WEATHER AND POLLUTION
WHY THE MIDWEST IS FLAT
After an extensive geological survey, Kansas State University has discovered why the Midwest is flat. There are simply too many fat people walking on it.
Apparently, before the advent of obese human habitation, the Midwest was home to an extensive mountain range. What made the peaks plantar?
Seismological tests conducted by the university revealed that, when a person who weighs over 250 pounds rises on the ball of his or her foot to take a step, he or she exerts enough pressure to crush a miniscule amount of granite into a fine power. Over time, the constant wearing away can, like the gradual grinding of seashells into sand by wave action, reduce even the tallest peak to a flatland. The granite eventually devolves into soil that provides a particularly fertile growing environment for prairie grass and wheat. Hence, the Midwest as we now know it.
Over-consumption of fast food is held largely responsible. Part of the cause is also attributed to the nearby state of Idaho, which is unexpectedly still quite mountainous, since its inhabitants have had a longtime penchant for consuming and exporting potatoes, which are generally served in the state, out of loyalty to Idaho’s economic foundation, at all three meals, seven days a week.

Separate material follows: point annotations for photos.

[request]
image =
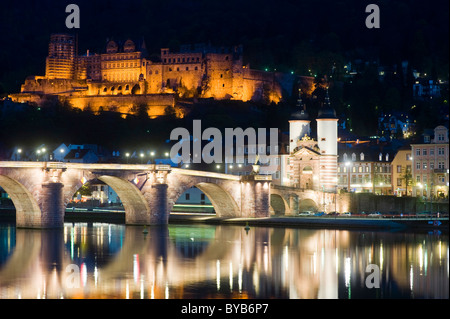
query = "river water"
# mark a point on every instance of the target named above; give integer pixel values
(99, 260)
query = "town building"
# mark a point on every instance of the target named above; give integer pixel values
(430, 167)
(402, 179)
(365, 168)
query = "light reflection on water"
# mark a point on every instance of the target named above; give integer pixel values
(99, 260)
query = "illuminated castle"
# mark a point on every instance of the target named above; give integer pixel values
(124, 75)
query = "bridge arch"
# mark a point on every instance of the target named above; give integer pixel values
(27, 208)
(308, 204)
(223, 202)
(278, 204)
(137, 210)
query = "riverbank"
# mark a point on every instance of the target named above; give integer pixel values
(440, 224)
(427, 224)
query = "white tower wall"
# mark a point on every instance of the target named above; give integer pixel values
(297, 129)
(327, 135)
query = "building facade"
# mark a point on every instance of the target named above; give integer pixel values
(430, 167)
(402, 178)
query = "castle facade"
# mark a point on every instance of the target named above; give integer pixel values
(126, 69)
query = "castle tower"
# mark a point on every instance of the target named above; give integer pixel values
(60, 63)
(298, 124)
(327, 136)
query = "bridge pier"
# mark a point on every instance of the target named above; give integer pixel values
(159, 204)
(256, 196)
(50, 214)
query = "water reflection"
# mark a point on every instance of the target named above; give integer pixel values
(187, 261)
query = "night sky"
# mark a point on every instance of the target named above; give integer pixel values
(274, 33)
(286, 35)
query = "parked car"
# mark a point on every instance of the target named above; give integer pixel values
(307, 213)
(347, 214)
(319, 214)
(375, 214)
(333, 214)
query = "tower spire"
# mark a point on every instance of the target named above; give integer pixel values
(327, 99)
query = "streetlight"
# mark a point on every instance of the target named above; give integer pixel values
(348, 164)
(19, 151)
(152, 154)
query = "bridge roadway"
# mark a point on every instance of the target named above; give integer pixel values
(41, 191)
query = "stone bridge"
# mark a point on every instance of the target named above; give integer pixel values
(291, 201)
(41, 191)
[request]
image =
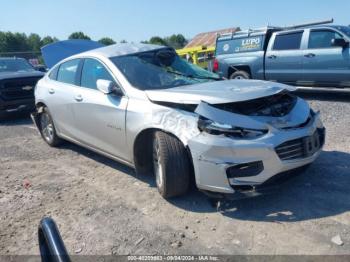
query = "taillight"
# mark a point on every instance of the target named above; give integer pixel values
(215, 65)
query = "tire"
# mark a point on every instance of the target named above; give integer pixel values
(240, 75)
(171, 165)
(47, 129)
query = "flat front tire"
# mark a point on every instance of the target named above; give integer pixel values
(47, 128)
(171, 165)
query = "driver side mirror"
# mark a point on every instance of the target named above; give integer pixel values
(108, 87)
(341, 42)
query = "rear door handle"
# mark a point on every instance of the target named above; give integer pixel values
(78, 98)
(310, 55)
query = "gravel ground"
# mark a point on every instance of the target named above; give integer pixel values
(103, 207)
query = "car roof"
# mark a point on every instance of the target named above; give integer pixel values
(11, 58)
(121, 49)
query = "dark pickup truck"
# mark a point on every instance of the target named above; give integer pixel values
(315, 54)
(17, 82)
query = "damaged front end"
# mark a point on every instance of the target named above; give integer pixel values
(240, 144)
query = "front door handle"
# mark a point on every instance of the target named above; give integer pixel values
(78, 98)
(310, 55)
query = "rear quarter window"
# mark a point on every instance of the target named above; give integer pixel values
(53, 73)
(67, 72)
(239, 45)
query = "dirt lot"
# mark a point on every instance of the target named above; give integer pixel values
(102, 207)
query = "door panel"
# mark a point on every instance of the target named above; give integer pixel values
(60, 96)
(100, 121)
(323, 63)
(60, 103)
(99, 117)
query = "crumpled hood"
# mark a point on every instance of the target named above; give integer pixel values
(12, 75)
(218, 92)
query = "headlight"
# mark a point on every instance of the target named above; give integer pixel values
(215, 128)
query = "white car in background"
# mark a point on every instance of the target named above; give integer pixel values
(144, 106)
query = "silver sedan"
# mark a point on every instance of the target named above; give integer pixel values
(144, 106)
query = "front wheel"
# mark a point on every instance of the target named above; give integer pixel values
(47, 129)
(171, 165)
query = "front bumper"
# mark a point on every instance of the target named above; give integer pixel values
(213, 155)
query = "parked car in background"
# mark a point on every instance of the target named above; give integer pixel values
(314, 54)
(146, 107)
(17, 81)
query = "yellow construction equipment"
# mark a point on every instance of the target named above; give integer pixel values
(199, 55)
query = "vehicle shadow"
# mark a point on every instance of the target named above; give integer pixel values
(321, 191)
(147, 178)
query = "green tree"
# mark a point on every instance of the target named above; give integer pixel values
(106, 41)
(13, 42)
(34, 42)
(79, 35)
(156, 40)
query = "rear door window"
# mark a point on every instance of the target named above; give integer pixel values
(322, 38)
(289, 41)
(67, 73)
(92, 71)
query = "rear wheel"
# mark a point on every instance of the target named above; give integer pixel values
(240, 75)
(47, 129)
(171, 165)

Besides consumption by state residents, visitors to Idaho are invariably asked by local wait staffs, not, “Would you like potatoes?” but the more assertive, “How would you like your potatoes?”
It’s obviously too late to get the mountains back in place in the country’s midsection, so if you’d like to enjoy some altitudes, the researchers suggest you get an early start, since, wherever there’s a lovely height, there’s sure to be a tour bus from the Midwest on the way.
The sad fact is, no mountainous region seems safe from the tread of overweight humans, whatever its locale. One must even be concerned about, until recently, the relatively unassailable heights of Mt. Everest. With more and more people making it to the summit, how long can it be before a resourceful bus line discovers a way up – an event that will no doubt begin the long decline of its eminence until, where Everest once stood, there will no more than waving fields of grain.